Integration of Internet of Things (IoT) sensors and artificial intelligence (AI) will enable predictive maintenance and autonomous operation. AI algorithms will analyze real-time data (pressure, vibration, temperature, fluid composition) from BOPs and mud pumps to predict component wear, optimize maintenance schedules, and detect anomalies before failures occur. For example, AI models can correlate mud pump pressure fluctuations with BOP seal wear, providing early warnings for seal replacement.

2. Advanced Material Science for Extreme Environments

Research is focusing on next-generation materials to withstand ultra-HPHT conditions (pressure >20K psi, temperature >200°C). Innovations include: (1) Ceramic-reinforced elastomers for annular packing elements, offering superior abrasion and temperature resistance; (2) Titanium and nickel-based superalloys for ram blocks and hydraulic components, reducing weight while enhancing corrosion resistance; (3) Self-healing polymers for hydraulic seals, extending lifespan in harsh environments. These materials align with mud pump advancements (e.g., high-pressure ceramic liners) to create a more robust well control system.

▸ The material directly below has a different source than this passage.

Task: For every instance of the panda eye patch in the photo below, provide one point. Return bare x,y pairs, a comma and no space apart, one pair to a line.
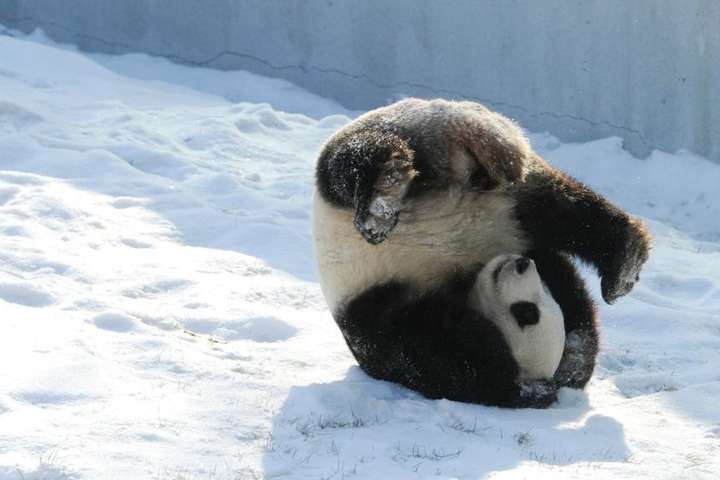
525,313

3. Redundant and Autonomous Control Systems

Future BOPs will feature fully redundant hydraulic and electrical systems with autonomous actuation capabilities. Integrated with mud pump control systems, autonomous BOPs can detect kicks and execute well control sequences (sealing, mud circulation) without human intervention, reducing response time from minutes to seconds. Subsea BOPs will leverage 5G and satellite communication for real-time remote monitoring and control, eliminating reliance on ROVs for routine operations.

4. Modular and Lightweight Design

Modular BOP designs will enable quick component replacement and customization for different drilling scenarios, reducing maintenance downtime. Lightweight materials (carbon fiber composites, aluminum alloys) will replace traditional steel, reducing BOP stack weight by 30-40%. This aligns with mud pump trends (lightweight, compact designs) to improve rig mobility and reduce offshore platform lifting requirements.

5. Environmental Sustainability

Sustainable innovations will include: (1) Biodegradable hydraulic fluids compatible with marine environments; (2) Leak-proof sealing systems to prevent drilling fluid spills; (3) Energy-efficient hydraulic pumps integrated with BOP systems, reducing power consumption. These advancements complement eco-friendly mud pump technologies (e.g., low-emission engines, recycled mud systems) to minimize environmental impact.

Conclusion

Blowout Preventers are indispensable for safe and efficient oilfield operations, with their performance directly impacting personnel safety, environmental protection, and operational profitability. Understanding BOP working principles, component coordination, and wear mechanisms is foundational to developing effective differentiated maintenance strategies tailored to diverse operating conditions. Systematic fault diagnosis, supported by real-time monitoring and practical case studies, ensures timely issue resolution and minimizes downtime. The integration of authoritative standards (API Spec 16A, ISO 13533) and real-world data enhances content credibility, aligning with industry best practices.

Looking forward, BOP technology will continue to evolve in tandem with mud pump innovations, leveraging IoT, AI, advanced materials, and autonomous systems to meet the challenges of deepwater and HPHT exploration. By adopting differentiated maintenance strategies and embracing emerging technologies, oil and gas operators can enhance BOP reliability, reduce costs, and ensure sustainable operations in an increasingly complex industry landscape.

Authoritative References

American Petroleum Institute (API). (2020). API Spec 16A: Specification for Drill-Through Equipment. API Publishing Services, Washington, D.C.

International Organization for Standardization (ISO). (2019). ISO 13533: Petroleum and natural gas industries — Drilling and production equipment — Blowout preventer (BOP) equipment. ISO Central Secretariat, Geneva, Switzerland.